Durante l’evento, PlanEat ha presentato la propria piattaforma per la pianificazione digitale dei pasti e l’analisi dei dati di consumo. Questi sistemi permettono di programmare con maggiore precisione il servizio, ma anche di supportare i percorsi di educazione alimentare degli studenti e di ridurre lo spreco in modo strutturale.

È stato inoltre illustrato il progetto pilota “PlanEat Scuole”, realizzato con successo in una mensa della provincia di Pavia.
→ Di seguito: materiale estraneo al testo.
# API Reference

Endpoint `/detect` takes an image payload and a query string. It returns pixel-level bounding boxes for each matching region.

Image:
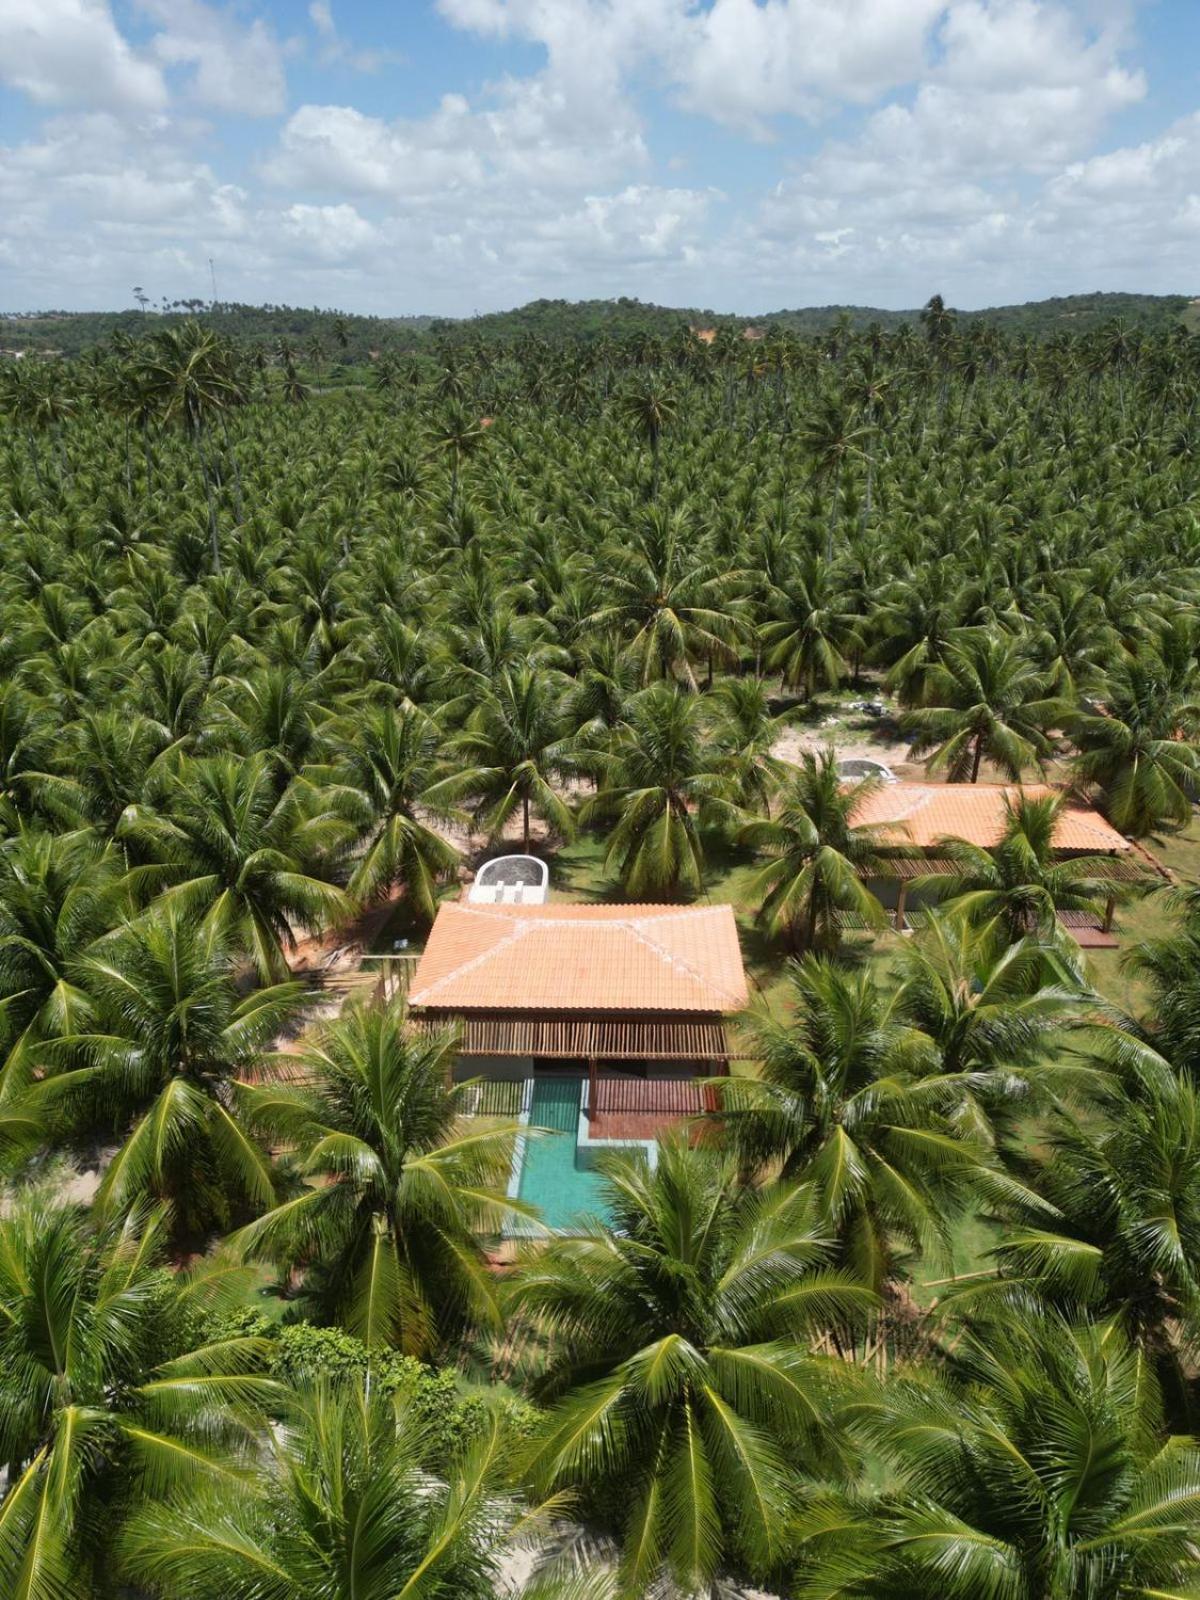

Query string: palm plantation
[1,306,1200,1594]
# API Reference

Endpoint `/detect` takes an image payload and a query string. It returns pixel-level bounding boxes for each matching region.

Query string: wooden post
[588,1056,597,1122]
[894,881,908,933]
[1102,892,1115,934]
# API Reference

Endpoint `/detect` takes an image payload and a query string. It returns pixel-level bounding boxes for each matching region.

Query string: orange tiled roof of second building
[408,902,748,1014]
[852,782,1131,852]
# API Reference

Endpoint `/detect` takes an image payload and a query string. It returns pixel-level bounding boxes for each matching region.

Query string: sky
[1,0,1198,318]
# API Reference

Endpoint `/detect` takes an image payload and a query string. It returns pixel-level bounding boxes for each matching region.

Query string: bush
[227,1321,542,1461]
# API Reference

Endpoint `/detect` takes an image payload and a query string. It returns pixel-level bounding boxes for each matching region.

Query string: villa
[853,781,1161,941]
[408,889,749,1229]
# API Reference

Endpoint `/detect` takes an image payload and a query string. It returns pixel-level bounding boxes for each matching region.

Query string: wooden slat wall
[410,1011,738,1059]
[594,1077,708,1113]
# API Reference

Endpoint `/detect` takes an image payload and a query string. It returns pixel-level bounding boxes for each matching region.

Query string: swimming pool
[516,1075,611,1232]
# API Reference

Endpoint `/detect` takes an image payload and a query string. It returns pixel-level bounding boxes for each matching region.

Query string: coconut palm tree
[707,675,784,813]
[902,629,1062,782]
[760,552,857,700]
[952,1067,1200,1418]
[512,1138,874,1596]
[715,958,985,1290]
[620,377,677,497]
[739,752,890,950]
[428,400,488,507]
[64,906,306,1235]
[583,683,732,898]
[0,1195,279,1597]
[319,703,462,920]
[1069,646,1200,835]
[233,1003,522,1355]
[133,320,243,572]
[432,665,576,853]
[799,1313,1200,1599]
[0,682,59,833]
[119,1383,536,1600]
[876,566,969,710]
[0,828,127,1077]
[799,394,870,559]
[122,753,353,981]
[894,913,1108,1131]
[1124,890,1200,1069]
[589,508,742,688]
[916,790,1129,942]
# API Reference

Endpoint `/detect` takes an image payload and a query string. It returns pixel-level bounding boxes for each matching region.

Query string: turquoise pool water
[517,1075,611,1232]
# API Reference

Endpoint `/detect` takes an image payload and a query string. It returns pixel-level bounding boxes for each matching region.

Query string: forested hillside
[2,301,1200,1597]
[4,286,1194,363]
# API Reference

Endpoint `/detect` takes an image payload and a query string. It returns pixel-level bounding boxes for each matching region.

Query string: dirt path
[771,720,925,778]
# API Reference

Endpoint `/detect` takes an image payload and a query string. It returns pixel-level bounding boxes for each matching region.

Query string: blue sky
[1,0,1198,316]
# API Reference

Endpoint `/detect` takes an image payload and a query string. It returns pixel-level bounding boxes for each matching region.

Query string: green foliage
[266,1324,540,1456]
[2,300,1200,1599]
[233,1002,522,1355]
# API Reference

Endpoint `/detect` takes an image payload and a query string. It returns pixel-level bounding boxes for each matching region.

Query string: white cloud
[138,0,288,116]
[0,0,166,113]
[736,0,1148,301]
[264,53,645,200]
[436,0,947,137]
[0,112,249,307]
[281,201,377,262]
[666,0,947,135]
[522,184,715,266]
[1033,110,1200,277]
[263,102,485,196]
[304,0,401,72]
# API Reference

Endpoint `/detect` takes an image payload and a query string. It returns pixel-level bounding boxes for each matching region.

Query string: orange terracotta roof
[409,902,748,1014]
[852,783,1130,853]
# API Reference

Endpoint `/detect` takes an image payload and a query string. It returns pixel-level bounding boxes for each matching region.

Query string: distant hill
[0,303,433,364]
[446,292,1197,344]
[1,290,1194,360]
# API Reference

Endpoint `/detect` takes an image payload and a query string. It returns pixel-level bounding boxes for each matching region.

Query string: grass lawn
[1082,817,1200,1014]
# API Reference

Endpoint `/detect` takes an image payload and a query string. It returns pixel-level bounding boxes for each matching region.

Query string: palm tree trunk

L’iniziativa ha introdotto la possibilità per gli studenti di scegliere in anticipo il proprio pasto e ha utilizzato un sistema di pianificazione basato sui dati reali di consumo, dimostrando l’efficacia dell’approccio preventivo.

Il dibattito si è inserito nel più ampio contesto delle politiche europee, che fissano l’obiettivo di una drastica riduzione degli sprechi alimentari entro il 2030. Da qui l’urgenza di adottare sistemi di misurazione omogenei e affidabili a livello nazionale. L’incontro ha riunito istituzioni, amministrazioni locali e operatori del settore per definire strumenti concreti capaci di migliorare la sostenibilità ambientale, la qualità del servizio e l’efficienza della spesa pubblica.